Sweden and Finland are invited to Madrid, but it is uncertain whether Turkish President Recep Tayyip Erdogan will move anytime soon. A senior German official, speaking on condition of anonymity in accordance with department rules, said Berlin was confident a solution could be found but “given the historical dimension, it is not a disaster if we we need a few more weeks.”
Returning from a trip to Finland, Latvia and Turkey with a bipartisan Senate Intelligence Committee delegation, U.S. Senator Angus King said on Tuesday it was too early to say whether a resolution might be reached soon, but it probably won’t. be made by Madrid.
While Ukraine has dominated the preparation for the summits, the leaders also have other priorities.

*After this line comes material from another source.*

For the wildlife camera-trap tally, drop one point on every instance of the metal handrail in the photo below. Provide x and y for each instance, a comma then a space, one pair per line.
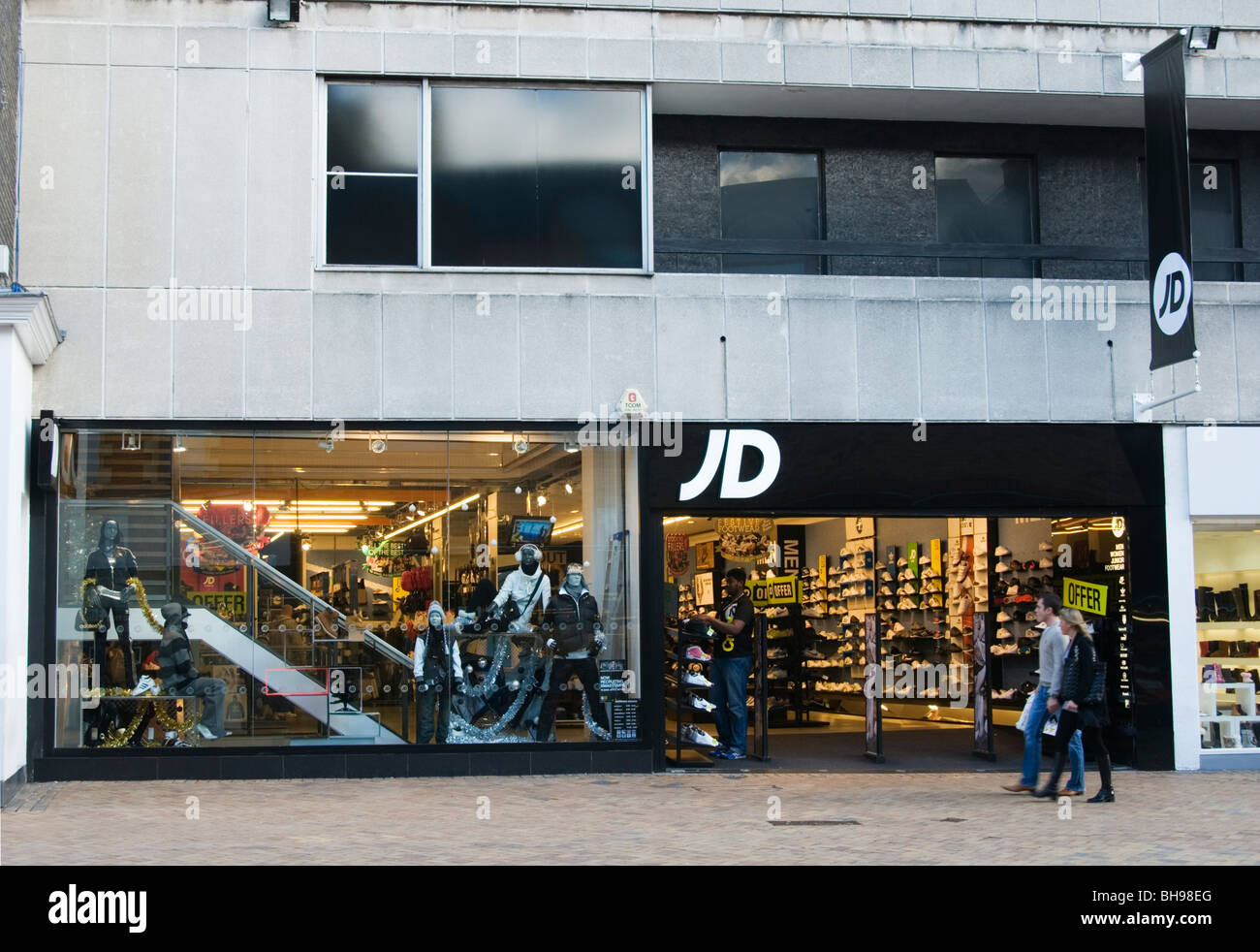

At the G-7, Scholz hopes to rally his guests around his proposal for an international “climate club”. He said he wanted to use the German presidency to make the G-7 the “core” of such a club, which would be open to all.
Last month, G-7 ministers announced that they would aim to largely end greenhouse gas emissions from their electricity sectors by 2035 and aim for a “highly decarbonized road sector of ‘here 2030’. And they recognized for the first time the need to provide developing countries with additional financial assistance to deal with the loss and damage caused by global warming.
Activists are hoping for something more concrete.
Ugandan activist Vanessa Nakate said leaders must “reaffirm their commitment to ending fossil fuel funding abroad” amid fears of backsliding in a rush for alternatives to Russian gas.
Samuel Petrequin in Brussels, Joseph Wilson in Barcelona, Spain, and Zeke Miller in Washington, contributed to this report.